Bilingual education policies could be a way to educate children who haven’t yet learned English well enough. But a new policy aims at something different. Basically, areas with enough foreign language speakers now have the power to demand that the public school teach their children in that language. Ironically, public education got started as an effort to “Americanize” immigrants.
France 24 reports, “Bilingual education in US in its infancy, but growing.”
Brazil, with a ‘z’ or an ‘s’?” asks a girl. “In Spanish, it’s with an ‘s,’ in English with a ‘z,'” another kid answers. Just another day in a bilingual class at a Los Angeles school.
A sign that proclaims “Bienvenido/Welcome” is pinned above the blackboard of this class in a bilingual program at Franklin High School.
It’s Thursday morning, and in history class, teacher Blanca Claudio asks her 11- and 12- year old students to find Mesoamerica — an area stretching from southern Mexico through Central America — on the map.

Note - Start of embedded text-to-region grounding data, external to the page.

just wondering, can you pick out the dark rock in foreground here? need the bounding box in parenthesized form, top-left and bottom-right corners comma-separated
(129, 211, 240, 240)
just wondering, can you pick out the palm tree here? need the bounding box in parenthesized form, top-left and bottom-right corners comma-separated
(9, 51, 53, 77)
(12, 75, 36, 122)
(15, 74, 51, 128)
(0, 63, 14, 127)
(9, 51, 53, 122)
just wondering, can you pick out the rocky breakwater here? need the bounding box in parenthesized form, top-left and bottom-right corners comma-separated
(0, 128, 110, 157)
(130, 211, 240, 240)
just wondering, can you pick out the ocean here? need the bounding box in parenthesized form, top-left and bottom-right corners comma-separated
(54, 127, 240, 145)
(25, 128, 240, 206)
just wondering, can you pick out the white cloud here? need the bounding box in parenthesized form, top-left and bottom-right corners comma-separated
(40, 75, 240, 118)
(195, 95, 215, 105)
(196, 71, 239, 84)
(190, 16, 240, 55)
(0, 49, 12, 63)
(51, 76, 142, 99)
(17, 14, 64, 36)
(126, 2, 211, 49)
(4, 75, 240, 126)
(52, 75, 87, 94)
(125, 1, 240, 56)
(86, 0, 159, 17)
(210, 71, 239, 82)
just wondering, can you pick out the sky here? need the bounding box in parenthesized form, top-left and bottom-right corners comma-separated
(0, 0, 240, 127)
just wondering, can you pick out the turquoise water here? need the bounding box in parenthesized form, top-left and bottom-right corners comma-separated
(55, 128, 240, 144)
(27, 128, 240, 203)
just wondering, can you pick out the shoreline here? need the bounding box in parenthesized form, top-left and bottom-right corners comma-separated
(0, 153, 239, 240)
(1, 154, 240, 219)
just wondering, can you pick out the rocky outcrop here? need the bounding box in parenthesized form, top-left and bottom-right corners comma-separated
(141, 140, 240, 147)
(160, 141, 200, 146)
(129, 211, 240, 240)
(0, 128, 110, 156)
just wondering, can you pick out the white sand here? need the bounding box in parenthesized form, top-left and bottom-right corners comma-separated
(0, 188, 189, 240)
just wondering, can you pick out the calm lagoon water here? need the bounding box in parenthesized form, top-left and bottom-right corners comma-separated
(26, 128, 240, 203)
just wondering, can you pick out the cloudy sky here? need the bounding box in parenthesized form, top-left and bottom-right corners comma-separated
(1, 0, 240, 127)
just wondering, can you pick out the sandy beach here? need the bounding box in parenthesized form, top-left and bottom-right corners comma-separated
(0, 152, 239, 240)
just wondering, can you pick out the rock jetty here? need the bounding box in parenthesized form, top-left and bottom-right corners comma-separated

Half of the population of Los Angeles — the second most populous US city after New York — is of Hispanic origin, and Latinos make up 16 percent of the US population, making them the largest single ethnic minority group in the country.
And even though Spanish is the second most spoken language in the United States and commonly heard in Los Angeles, not even this city has a large bilingual school program.
Most such programs are just designed to serve as a bridge so that foreign students can learn English, and then move on take the mainstream English-language classes.
However, fully bilingual programs — in which kids take some classes in English and others in another language — like the one at Franklin are set to expand starting July 1 when a law called Proposition 58 comes into effect.
Although Franklin is called a high school, it also includes a middle school. So, it has kids as young as 11.